Animal Mother;99858 said:
How long has the tank the octopus is in right now been up and running? If it's less than 2-3 months old you DEFINITELY need to move it or it is VERY likely it will die very soon, REGARDLESS of whatever advice your LFS employee told you. I know lots of live sand packaging advertises it as being a way to immediately cycle your tank, but this is false advertising. It will seed your tank with beneficial bacteria, but it will NOT cycle your tank.

If you can rule out autophagy (eating its arms) put the octopus in a plastic container, poke holes in the lid (enough for good water flow) and slowly acclimate it into your moms tank. That is, if your moms tank has been up and running for several months. If it is autophagy I don't think there is anything you can do about it, sadly.

If your octopus is a dwarf, like you think it may be, it is probably just wrapping its arms around its mantle, kinda looks like it's turning itself inside out. I HOPE that's all it is for you and your octopus' sake.


OH MY GOODNESS!! thats exactly what it's doing! wow I feel so relieved now but yea I set up my tank like 2 days before I got my octopus so your saying I should put it in my moms tank? Should it be a big container with rocks in it or what? Or do you want me to empty the water out and put my moms water in? And thank you for answering my questions everyone I know theres a lot of them but I'm just so worried right now.
 
The best thing for you to do right now is buy a critter keeper (or the like) and put some sand and a couple small rocks in there for the octopus. Then, get the octopus in there (you're excited, I know it), and put it in your mom's tank. You need to acclimate him to the tank though (drip is best). Acclimation can be done before or after he is in the critter keeper. Buying live sand, live rock from someone else's tank, and established water will reduce your cycling time, but your tank should still go through a small cycle. I would NOT empty out your tank. When you do water changes you can use water directly from your mom's tank if you want. As monty said, some octopuses will hide for as long as several weeks, if you have a dwarf he could be eating pods from your rock or filter feeding.
 
crocgurl93;99870 said:
What would filter feeding look like? Also how long would I need to keep him in her tank?

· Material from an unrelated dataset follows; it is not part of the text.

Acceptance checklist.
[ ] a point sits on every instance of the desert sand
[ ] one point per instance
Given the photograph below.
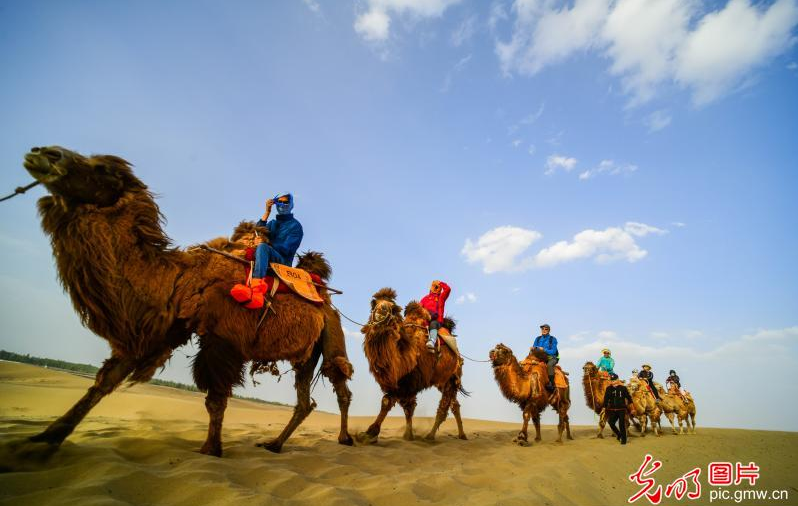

It's speculation at this point, but Dwhatley has a great thread about caring for a Mercatoris mother and her babies. It seems the mother benefitted from being fed filter foods, as it prolonged her life for several weeks after the babies had hatched. Mercatoris show a behavior that appears to be a defensive positioning of their arms, wrapped over their mantle, between their eyes.

This is now believed to actually be filter feeding, and that their arms are positioned to catch particlutae matter from the water passing over them, instead of being prepared for defense.

You would need to keep your octopus in your mothers established tank until your tank has completed its cycling period, which is a suggested 3 months. If it is a dwarf, this will likely be the majority, if not all of its life with you as they only live 6-8 months anyway, and no telling how old it is.